Whether a is less than or equal to b.

function isLessThanOrEqual(Shares a, Shares b) internal pure returns (bool)

Return Values

Name	Type	Description
[0]	bool	True if a <= b, or False if not.

isLessThan

Whether a is less than b.

function isLessThan(Shares a, Shares b) internal pure returns (bool)

isGreaterThanOrEqual

Whether a is greater than or equal to b.

function isGreaterThanOrEqual(Shares a, Shares b) internal pure returns (bool)

isGreaterThan

Whether a is greater than b.

function isGreaterThan(Shares a, Shares b) internal pure returns (bool)

isEqualTo

Whether a is equal to b.

function isEqualTo(Shares a, Shares b) internal pure returns (bool)

minus

Difference between a and b shares.
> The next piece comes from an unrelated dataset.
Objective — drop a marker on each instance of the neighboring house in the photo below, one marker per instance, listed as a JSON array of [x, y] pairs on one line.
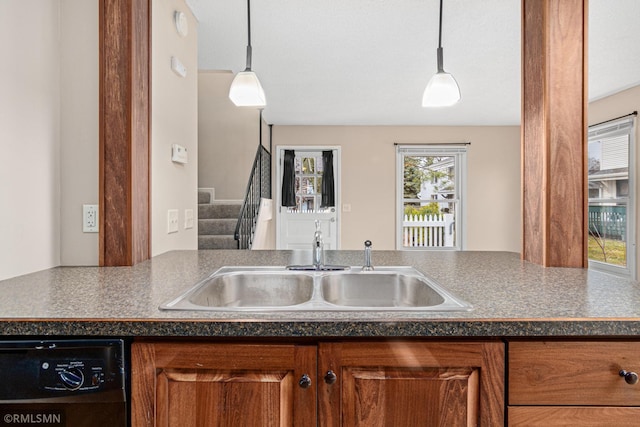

Reverts if b > a

function minus(Shares a, Shares b) internal pure returns (Shares)

plus

Sum of a and b shares.

function plus(Shares a, Shares b) internal pure returns (Shares)

div

Ratio of a and b shares

function div(Shares a, Shares b) internal pure returns (FPUnsigned)

Return Values

Name	Type	Description
[0]	FPUnsigned	FPUnsigned ratio of $\frac{a}{b}$. This is not a Shares quantity

divScale

a shares divided by uint b

function divScale(Shares a, uint256 b) internal pure returns (Shares)

Return Values

Name	Type	Description
[0]	Shares	Shares a/b

mul

Shares a times some scaling factor b

function mul(Shares a, FPUnsigned b) internal pure returns (Shares product)

Parameters

Name	Type	Description
a	Shares	Shares quantity
b	FPUnsigned	FPUnsigned factor

Return Values

Name	Type	Description
product	Shares	product of a*b

SharesLib

Addresses

Chain	Address

Functions

rate

Ratio of a per b shares

function rate(uint256 a, Shares b) internal pure returns (PerShare rate_)

Return Values

Name	Type	Description
rate_	PerShare	$\frac{a}{b}$ (represented as $\frac{b}{a}$)

rateMul

Multiply a PerShare rate by a Shares to obtain a FPUnsigned numerator

function rateMul(PerShare a, Shares b) internal pure returns (FPUnsigned qty)

Parameters

Name	Type	Description
a	PerShare	a PerShares rate
b	Shares	a number of shares

Return Values

Name	Type	Description
qty	FPUnsigned	a * b; numerator units of a

divRate

Divide a FPUnsigned numerator by a PerShare rate to obtain a Shares quantity

function divRate(PerShare a, uint256 b) internal pure returns (Shares shares)

Parameters

Name	Type	Description
a	PerShare	a PerShares rate
b	uint256	a quantity (same units as a's numerator)

Return Values

Name	Type	Description
shares	Shares	b / a

Errors

ZeroRateDiv

x / rate is undefined for rates of 0

error ZeroRateDiv(uint256 b)

perShareEq

Whether a is equal to b.

function perShareEq(PerShare a, PerShare b) internal pure returns (bool)

perShareNeq

Whether a is not equal to b.

function perShareNeq(PerShare a, PerShare b) internal pure returns (bool)

perShareAdd

Add two PerShare rates.

function perShareAdd(PerShare a, PerShare b) internal pure returns (PerShare)

Dev note

Possible precision loss here, because we must invert the stored ratios in order to add them and the intermediate $\frac{a}{b}$ values may be small:

$\cfrac{1}{\cfrac{1}{\frac{b_1}{a_1}} + \cfrac{1}{\frac{b_2}{a_2}}}$

However, this method is only called when a user lets two requests expire in a row, so it's better than incurring precision loss from small $\frac{a}{b}$ ratios every time we create or apply a penalty rate.